Fortunately, Golden Sun plays a lot better. Most of the game’s mechanics revolve around typical traditional RPG play concepts, such as randomly encountered battles and the ability to use items and magic in the turn-based combat. A plethora of well-designed puzzles is thrown into the mix as well. The execution of these elements in the game is quick, smooth, and among the best that RPGs on the GBA have to offer. Perhaps the only significant weakness with Golden Sun’s gameplay is the archaic lack of auto-targeting in combat; in Golden Sun battles, characters defend instead of attacking new enemies when their original target is defeated.
Golden Sun does bring one interesting gameplay system to the table, which involves the Djinn, elemental creatures that bestow summoning abilities to the playable characters. These Djinn, which are found scattered throughout the game, can be equipped on characters to raise their attributes and affect which spells are available to the characters. In combat, the Djinn can be released, offering a variety of beneficial effects to the party, and once released, they can be summoned for a powerful attack on the enemy. Unless they are set free outside of combat, each Djinn has to be released individually, but the more Djinn that players summon, the stronger the elemental attack that’s unleashed.
The Djinn system, unlike most innovative RPG gameplay systems, works extremely well. It’s highly useful, yet it doesn’t make the game too easy. One of the limitations that Golden Sun puts on this system is the fact that the Djinn need time to recover after they are summoned, leaving the characters in a weakened state and forcing players to be judicious in terms of when to summon them. This limitation adds strategy to the otherwise straightforward battles in the RPG.
Similar to its gameplay, Golden Sun’s control is one of its strengths. The onscreen characters move responsively and quickly in 8 directions with the aid of a dash button. The menus, reminiscent of past Camelot games, are simplistic but well organized and easy to navigate. Perhaps the only weakness in control, and it’s a relatively minor one, is the fact that the onscreen characters do tend to bounce off of objects in the backgrounds that you are trying to examine.
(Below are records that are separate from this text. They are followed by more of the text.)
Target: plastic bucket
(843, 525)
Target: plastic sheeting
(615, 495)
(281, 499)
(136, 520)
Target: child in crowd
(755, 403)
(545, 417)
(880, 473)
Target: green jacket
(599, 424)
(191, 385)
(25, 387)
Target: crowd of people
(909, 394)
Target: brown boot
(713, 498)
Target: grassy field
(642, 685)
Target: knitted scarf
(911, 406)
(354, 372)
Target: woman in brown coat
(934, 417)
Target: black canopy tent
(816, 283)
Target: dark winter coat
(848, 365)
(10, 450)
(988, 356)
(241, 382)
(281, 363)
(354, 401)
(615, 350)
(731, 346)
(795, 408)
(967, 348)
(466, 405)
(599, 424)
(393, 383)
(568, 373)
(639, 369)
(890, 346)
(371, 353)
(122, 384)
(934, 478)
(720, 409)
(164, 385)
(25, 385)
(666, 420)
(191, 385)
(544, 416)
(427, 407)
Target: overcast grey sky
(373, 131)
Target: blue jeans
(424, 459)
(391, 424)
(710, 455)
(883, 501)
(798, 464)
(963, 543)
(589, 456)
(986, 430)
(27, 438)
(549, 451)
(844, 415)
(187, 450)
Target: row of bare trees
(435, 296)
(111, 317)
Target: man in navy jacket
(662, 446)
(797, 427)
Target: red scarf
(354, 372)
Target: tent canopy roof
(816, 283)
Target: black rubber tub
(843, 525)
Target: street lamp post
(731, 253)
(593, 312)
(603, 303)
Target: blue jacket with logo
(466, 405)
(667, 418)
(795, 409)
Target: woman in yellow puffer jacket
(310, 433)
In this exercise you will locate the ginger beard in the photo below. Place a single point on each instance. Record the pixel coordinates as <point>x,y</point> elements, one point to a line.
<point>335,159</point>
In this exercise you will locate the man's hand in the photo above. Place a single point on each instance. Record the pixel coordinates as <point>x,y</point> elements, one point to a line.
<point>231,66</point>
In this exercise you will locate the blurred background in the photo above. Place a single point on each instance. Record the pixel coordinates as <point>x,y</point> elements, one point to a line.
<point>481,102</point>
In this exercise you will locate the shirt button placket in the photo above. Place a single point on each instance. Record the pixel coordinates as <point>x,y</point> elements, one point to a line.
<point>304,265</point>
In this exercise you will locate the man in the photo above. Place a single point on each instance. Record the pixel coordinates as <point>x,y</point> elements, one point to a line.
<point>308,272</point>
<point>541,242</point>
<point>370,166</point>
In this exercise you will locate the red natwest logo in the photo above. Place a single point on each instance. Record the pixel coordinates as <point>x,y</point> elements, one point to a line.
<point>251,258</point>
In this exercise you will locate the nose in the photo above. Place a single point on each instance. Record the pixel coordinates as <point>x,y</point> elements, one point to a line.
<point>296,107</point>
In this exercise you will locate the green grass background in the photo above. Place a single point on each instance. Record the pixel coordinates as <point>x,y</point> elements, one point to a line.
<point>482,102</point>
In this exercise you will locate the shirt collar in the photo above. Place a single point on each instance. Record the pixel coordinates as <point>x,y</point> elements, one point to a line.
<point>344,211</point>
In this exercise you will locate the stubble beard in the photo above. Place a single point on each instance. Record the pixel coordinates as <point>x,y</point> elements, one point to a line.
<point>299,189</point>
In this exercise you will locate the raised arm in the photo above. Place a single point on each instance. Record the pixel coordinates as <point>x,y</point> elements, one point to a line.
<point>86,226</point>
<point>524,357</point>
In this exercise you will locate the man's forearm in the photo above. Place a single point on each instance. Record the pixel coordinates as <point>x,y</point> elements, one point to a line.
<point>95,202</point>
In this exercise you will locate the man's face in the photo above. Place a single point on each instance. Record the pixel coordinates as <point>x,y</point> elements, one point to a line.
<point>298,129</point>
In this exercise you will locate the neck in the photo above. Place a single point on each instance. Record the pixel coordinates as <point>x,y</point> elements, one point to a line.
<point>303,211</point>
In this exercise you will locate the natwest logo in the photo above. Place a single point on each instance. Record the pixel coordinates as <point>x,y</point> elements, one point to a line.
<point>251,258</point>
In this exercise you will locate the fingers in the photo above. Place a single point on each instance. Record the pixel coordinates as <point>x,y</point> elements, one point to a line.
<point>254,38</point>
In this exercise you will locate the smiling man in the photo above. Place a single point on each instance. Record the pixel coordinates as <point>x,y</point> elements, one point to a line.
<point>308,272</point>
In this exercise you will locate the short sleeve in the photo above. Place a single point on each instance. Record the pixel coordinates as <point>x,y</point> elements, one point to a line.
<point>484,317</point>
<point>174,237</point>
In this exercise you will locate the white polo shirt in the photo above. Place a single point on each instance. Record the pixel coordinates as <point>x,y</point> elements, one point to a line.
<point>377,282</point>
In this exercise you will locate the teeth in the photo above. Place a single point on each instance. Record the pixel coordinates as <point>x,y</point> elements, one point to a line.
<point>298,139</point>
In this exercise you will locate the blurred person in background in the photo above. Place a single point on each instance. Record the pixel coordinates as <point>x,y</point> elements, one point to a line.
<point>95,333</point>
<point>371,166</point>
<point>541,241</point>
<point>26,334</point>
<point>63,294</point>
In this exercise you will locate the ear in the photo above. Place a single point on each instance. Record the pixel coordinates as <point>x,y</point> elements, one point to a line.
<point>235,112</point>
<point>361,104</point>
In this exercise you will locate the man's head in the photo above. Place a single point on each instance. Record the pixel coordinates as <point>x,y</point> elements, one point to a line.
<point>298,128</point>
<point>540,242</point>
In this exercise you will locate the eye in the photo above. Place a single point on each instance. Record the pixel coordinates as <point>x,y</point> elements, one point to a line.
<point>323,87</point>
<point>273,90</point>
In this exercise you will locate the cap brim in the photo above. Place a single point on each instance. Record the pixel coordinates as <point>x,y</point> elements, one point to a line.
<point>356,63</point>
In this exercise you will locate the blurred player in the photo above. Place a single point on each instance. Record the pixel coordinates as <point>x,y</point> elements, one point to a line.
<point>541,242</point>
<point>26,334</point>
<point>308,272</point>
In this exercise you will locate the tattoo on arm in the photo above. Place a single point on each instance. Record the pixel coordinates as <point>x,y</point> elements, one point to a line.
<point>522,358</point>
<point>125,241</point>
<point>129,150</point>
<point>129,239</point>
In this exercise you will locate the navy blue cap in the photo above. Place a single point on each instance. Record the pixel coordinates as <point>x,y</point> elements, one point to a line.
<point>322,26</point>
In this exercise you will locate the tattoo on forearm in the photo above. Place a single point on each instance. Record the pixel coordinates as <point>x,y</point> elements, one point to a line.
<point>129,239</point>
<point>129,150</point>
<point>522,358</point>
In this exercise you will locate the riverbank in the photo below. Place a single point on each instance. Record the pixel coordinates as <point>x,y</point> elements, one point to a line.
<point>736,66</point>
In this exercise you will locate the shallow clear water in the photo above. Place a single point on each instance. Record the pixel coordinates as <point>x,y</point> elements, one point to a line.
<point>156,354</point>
Visually, Golden Sun is the most impressive GBA game yet released in the US. Ranking a bit above the best graphics that the SNES had to offer and a bit below the best 2D visuals on the PlayStation, Camelot’s GBA RPG is detailed, colorful, and painstakingly animated, offering a plethora of zoom and rotation effects. The animation is at its best in combat, where the spell and summon effects, though not on the level of present-day Final Fantasy games, are among the best ever seen in a 2D game.
Golden Sun also impresses, though to a lesser extent, with its sound. The sound effects are more robust and substantial than anything I’ve ever heard on the GBA, especially during the explosions in battles. The Motoi Sakuraba-composed soundtrack isn’t particularly compelling or memorable, but it is well composed and it fits the setting and events of the game near-perfectly, if not a bit repetitively. There is no voice acting in Golden Sun.
Golden Sun, along with its sequel The Lost Age, is by far the best RPG yet released on Nintendo’s Game Boy Advance, as well as the first original hand-held RPG to match current console RPGs in overall quality. If you own a GBA, don’t miss out on this one.